Literature DB >> 12525488

Mapping the Galpha13 binding interface of the rgRGS domain of p115RhoGEF.

Zhe Chen1, William D Singer, Clark D Wells, Stephen R Sprang, Paul C Sternweis.   

Abstract

Structural requirements for function of the Rho GEF (guanine nucleotide exchange factor) regulator of G protein signaling (rgRGS) domains of p115RhoGEF and homologous exchange factors differ from those of the classical RGS domains. An extensive mutagenesis analysis of the p115RhoGEF rgRGS domain was undertaken to determine its functional interface with the Galpha(13) subunit. Results indicate that there is global resemblance between the interaction surface of the rgRGS domain with Galpha(13) and the interactions of RGS4 and RGS9 with their Galpha substrates. However, there are distinct differences in the distribution of functionally critical residues between these structurally similar surfaces and an additional essential requirement for a cluster of negatively charged residues at the N terminus of rgRGS. Lack of sequence conservation within the N terminus may also explain the lack of GTPase-activating protein (GAP) activity in a subset of the rgRGS domains. For all mutations, loss of functional GAP activity is paralleled by decreases in binding to Galpha(13).
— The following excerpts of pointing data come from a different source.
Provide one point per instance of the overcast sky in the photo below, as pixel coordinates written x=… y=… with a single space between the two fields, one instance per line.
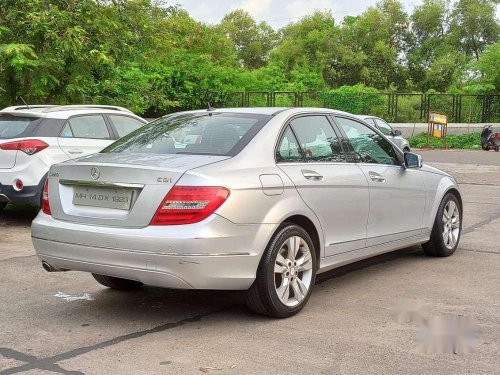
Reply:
x=277 y=12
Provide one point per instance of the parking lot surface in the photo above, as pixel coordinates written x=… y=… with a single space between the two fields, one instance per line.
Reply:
x=67 y=323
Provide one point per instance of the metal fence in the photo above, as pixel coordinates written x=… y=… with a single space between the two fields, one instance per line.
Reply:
x=395 y=107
The same mutations, when placed in the context of the p115RhoGEF molecule, produce deficiencies in GAP activity as observed with the rgRGS domain alone but show no attenuation of the regulation of Rho exchange activity by Galpha(13). This suggests that the rgRGS domain may serve a structural or allosteric role in the regulation of the nucleotide exchange activity of p115RhoGEF on Rho by Galpha(13).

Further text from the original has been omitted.